THIS isn’t the World Cup when the USA finally “got” football – this is the World Cup when football finally “got” the USA.
As amusing as the comedy stereotypes are of American soccer commentators wittering on about “end zones” and “net minders” – they aren’t strictly true.
It is just as lazy to suggest that everyone over here knows about cricket. I for one wouldn’t know a short third man if I fell over him or her (it is a person, right?) For a good few years MLS has been developing into a very slick, very marketable league and the quality of its media coverage has also improved exponentially.
More importantly, so has the standard of football.
If you look in the right parts of a sport-crazy nation you will find massive pockets of very knowledgeable supporters who follow the world game a lot closer than the average Premier League onlooker on these shores.
I’ve spoken to American journalists who can reel off statistics about MLS football just as easy as La Liga, Serie A or Bundesliga. They definitely know their onions.
And after following Wanderers on tour over there in Owen Coyle’s days I can also vouch that the die-hard fans embrace the sport with just as much vigour as anyone else.
No-one over there is looking to usurp NBA or NFL as the national sporting mainstays but there are definitely enough sporting lunatics to go around.
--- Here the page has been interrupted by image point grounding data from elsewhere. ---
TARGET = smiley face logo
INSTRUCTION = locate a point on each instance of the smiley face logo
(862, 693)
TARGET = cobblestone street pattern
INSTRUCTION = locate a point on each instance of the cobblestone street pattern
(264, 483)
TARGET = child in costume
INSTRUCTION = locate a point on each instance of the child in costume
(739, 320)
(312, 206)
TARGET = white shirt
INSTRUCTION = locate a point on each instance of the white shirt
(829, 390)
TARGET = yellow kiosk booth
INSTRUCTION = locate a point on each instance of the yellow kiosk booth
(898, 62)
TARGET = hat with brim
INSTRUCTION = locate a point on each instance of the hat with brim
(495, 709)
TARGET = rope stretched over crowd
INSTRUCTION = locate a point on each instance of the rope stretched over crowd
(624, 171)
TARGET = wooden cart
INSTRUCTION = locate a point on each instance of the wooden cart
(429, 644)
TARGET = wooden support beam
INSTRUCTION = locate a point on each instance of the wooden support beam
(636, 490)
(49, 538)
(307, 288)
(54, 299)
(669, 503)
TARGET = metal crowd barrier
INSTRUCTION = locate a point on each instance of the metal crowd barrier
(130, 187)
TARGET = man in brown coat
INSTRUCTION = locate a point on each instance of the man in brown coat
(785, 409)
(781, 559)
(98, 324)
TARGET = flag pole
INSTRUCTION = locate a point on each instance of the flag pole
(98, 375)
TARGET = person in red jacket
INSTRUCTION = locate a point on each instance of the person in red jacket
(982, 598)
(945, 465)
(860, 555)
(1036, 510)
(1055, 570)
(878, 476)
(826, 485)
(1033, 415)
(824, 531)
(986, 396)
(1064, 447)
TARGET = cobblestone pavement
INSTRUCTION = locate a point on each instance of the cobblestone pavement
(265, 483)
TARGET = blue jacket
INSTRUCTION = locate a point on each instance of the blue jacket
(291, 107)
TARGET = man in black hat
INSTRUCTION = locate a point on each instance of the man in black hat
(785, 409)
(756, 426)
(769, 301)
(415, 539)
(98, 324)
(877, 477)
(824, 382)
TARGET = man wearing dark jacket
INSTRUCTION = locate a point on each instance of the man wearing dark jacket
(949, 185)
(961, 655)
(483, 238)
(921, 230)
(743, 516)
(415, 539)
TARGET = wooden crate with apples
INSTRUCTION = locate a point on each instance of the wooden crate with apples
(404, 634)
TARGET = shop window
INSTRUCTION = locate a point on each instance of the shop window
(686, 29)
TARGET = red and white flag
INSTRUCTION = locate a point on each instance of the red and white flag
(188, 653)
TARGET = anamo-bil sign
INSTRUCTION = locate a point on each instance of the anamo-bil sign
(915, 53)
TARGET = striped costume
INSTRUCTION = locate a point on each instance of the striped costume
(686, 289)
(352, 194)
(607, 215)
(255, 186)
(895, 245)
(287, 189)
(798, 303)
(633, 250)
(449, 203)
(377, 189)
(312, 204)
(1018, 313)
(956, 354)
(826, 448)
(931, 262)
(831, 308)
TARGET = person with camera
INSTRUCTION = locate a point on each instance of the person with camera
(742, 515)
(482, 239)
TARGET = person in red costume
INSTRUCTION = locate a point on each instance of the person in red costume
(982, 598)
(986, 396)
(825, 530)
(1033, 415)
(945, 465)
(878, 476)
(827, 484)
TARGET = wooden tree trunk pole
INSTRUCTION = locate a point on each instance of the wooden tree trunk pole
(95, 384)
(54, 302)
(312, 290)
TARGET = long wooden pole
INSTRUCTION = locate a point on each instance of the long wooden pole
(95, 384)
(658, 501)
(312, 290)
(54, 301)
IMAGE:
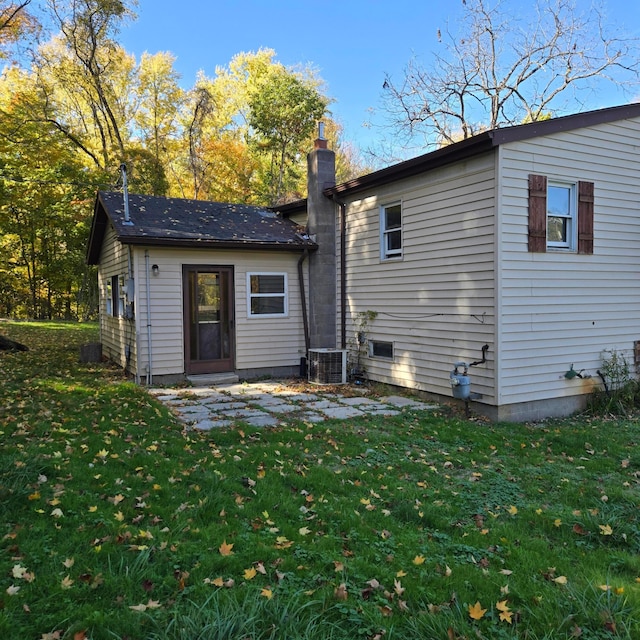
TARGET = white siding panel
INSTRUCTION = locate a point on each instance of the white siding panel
(435, 304)
(117, 335)
(260, 342)
(557, 309)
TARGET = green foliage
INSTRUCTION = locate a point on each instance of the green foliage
(621, 393)
(118, 522)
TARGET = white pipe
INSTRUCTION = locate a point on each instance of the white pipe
(148, 277)
(125, 194)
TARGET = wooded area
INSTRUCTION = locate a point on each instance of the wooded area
(74, 105)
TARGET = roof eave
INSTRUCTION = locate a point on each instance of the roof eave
(446, 155)
(249, 245)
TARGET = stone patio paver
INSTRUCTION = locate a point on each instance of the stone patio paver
(267, 403)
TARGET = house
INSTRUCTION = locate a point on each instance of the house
(193, 287)
(515, 252)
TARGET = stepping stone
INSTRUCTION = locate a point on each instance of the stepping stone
(341, 413)
(358, 402)
(207, 425)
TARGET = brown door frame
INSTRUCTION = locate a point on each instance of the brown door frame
(195, 366)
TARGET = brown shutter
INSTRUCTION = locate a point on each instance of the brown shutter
(585, 217)
(537, 213)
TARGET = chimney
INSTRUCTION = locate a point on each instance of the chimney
(321, 212)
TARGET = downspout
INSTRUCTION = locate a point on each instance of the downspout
(303, 302)
(129, 315)
(150, 359)
(343, 272)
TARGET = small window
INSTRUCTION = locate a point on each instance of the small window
(109, 296)
(391, 231)
(381, 349)
(267, 293)
(121, 296)
(561, 215)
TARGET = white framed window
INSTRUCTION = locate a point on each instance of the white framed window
(115, 296)
(561, 215)
(109, 296)
(391, 231)
(267, 295)
(379, 349)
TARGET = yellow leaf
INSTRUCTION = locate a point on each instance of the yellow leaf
(505, 612)
(340, 592)
(66, 583)
(225, 549)
(476, 612)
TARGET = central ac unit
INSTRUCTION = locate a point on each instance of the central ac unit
(328, 366)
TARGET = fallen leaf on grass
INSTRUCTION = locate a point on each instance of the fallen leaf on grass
(505, 613)
(151, 604)
(476, 612)
(340, 592)
(226, 549)
(66, 583)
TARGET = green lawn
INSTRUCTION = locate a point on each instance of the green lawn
(117, 523)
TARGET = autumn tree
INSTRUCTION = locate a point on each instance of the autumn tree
(84, 74)
(43, 210)
(15, 23)
(284, 113)
(499, 69)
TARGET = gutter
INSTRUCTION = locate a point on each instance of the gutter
(303, 302)
(148, 283)
(343, 271)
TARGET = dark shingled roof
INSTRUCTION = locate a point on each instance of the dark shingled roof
(161, 221)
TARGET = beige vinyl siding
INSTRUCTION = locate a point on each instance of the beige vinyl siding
(116, 334)
(259, 342)
(436, 303)
(557, 309)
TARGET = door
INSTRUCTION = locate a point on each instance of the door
(208, 319)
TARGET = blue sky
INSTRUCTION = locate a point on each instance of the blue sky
(352, 43)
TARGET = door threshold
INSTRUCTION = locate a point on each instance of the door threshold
(213, 379)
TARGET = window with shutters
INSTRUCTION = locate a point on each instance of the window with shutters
(560, 215)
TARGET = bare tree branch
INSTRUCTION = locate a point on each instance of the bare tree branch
(496, 70)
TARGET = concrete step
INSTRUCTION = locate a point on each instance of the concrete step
(213, 379)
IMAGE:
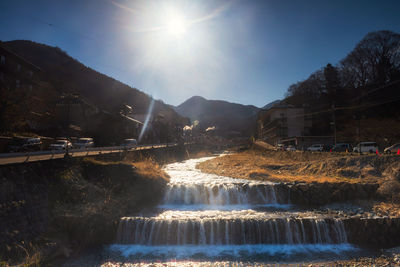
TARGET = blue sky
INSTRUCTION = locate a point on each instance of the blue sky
(246, 52)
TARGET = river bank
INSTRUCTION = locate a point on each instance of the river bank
(52, 210)
(307, 167)
(210, 220)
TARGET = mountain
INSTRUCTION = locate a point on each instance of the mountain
(63, 75)
(270, 105)
(230, 119)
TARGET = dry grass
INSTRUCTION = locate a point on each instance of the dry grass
(293, 166)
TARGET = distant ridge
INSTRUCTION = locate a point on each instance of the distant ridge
(272, 104)
(230, 119)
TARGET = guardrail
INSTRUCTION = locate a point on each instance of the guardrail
(21, 157)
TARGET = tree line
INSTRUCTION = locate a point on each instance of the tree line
(362, 86)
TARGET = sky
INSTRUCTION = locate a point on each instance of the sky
(246, 52)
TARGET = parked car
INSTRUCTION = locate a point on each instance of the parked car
(84, 143)
(342, 147)
(25, 144)
(316, 147)
(280, 147)
(392, 149)
(61, 145)
(129, 143)
(362, 147)
(290, 148)
(327, 147)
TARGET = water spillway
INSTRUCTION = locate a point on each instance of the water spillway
(214, 216)
(217, 228)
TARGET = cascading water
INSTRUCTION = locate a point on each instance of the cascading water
(206, 215)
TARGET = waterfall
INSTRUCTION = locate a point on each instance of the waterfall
(228, 219)
(135, 230)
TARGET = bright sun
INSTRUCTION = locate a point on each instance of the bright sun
(176, 24)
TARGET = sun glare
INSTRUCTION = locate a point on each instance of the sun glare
(176, 24)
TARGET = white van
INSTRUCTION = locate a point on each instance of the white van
(370, 147)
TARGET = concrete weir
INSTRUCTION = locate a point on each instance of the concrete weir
(202, 212)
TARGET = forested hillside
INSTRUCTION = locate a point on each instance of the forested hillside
(361, 94)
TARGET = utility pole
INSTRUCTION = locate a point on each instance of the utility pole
(334, 122)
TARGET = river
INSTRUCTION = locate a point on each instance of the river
(207, 219)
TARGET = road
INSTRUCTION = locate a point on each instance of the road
(21, 157)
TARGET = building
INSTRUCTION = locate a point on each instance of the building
(22, 93)
(280, 122)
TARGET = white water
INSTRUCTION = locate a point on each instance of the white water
(205, 216)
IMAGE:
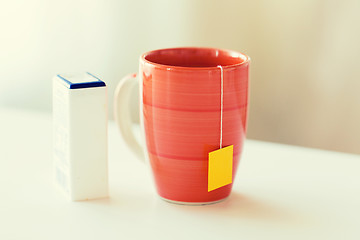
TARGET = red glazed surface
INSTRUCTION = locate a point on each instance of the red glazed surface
(181, 113)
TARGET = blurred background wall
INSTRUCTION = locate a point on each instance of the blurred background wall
(305, 77)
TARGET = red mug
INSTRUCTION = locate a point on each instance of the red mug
(183, 93)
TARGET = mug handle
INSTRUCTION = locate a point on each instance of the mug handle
(122, 113)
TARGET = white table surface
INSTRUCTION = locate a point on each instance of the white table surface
(281, 192)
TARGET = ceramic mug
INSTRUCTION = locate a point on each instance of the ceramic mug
(180, 107)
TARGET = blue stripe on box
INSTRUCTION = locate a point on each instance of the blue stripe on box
(96, 83)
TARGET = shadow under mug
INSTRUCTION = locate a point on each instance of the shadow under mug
(180, 108)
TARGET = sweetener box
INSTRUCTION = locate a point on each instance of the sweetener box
(80, 136)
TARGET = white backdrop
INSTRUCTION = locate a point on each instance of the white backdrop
(305, 81)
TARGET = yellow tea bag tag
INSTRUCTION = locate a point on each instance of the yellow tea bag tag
(220, 167)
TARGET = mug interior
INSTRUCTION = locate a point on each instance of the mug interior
(195, 57)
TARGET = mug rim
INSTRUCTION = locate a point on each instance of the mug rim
(246, 59)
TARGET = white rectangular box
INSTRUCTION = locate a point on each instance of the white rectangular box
(80, 136)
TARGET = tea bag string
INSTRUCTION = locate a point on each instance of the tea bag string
(221, 101)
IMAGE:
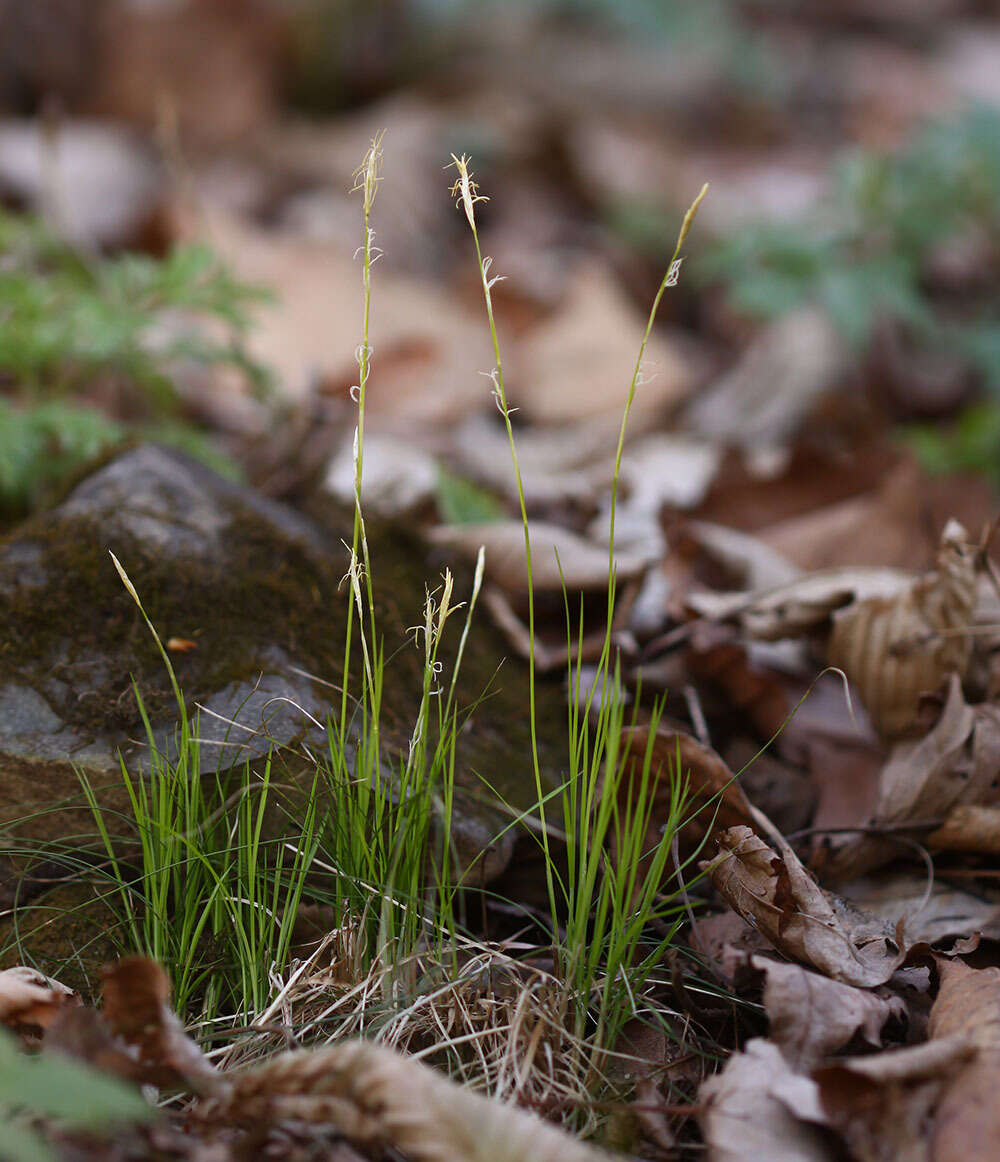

Don’t forget this is a nation obsessed with competition and as patriotic as they come. You can question whether the sheer size of the country makes it too difficult for club football to function as fluently as it does over here – it will never have that tribal quality as something that grew from working class roots in industrial towns – but to pass off the Americans as some sort of sideshow is ridiculous.
A lot has to do with the packaging. Jurgen Klinsmann’s appointment was a masterstroke.
He brought in German planning, sensibility and quality coaching, lifting the US to a different level, as seen at last summer’s Gold Cup.
He also invested in the German-American pool of talent in the Bundesliga which, while viewed as a controversial move by some, has added some serious spine to the group of talented home-grown youngsters he inherited from Bob Bradley.
It is sad that we didn’t see Stuart Holden and Tim Ream in the mix. Their time will come again, I’m sure.
But the USA’s performances at the World Cup have made the world stand up and take notice. Football isn’t some kind of novelty or experiment – it’s serious business to them.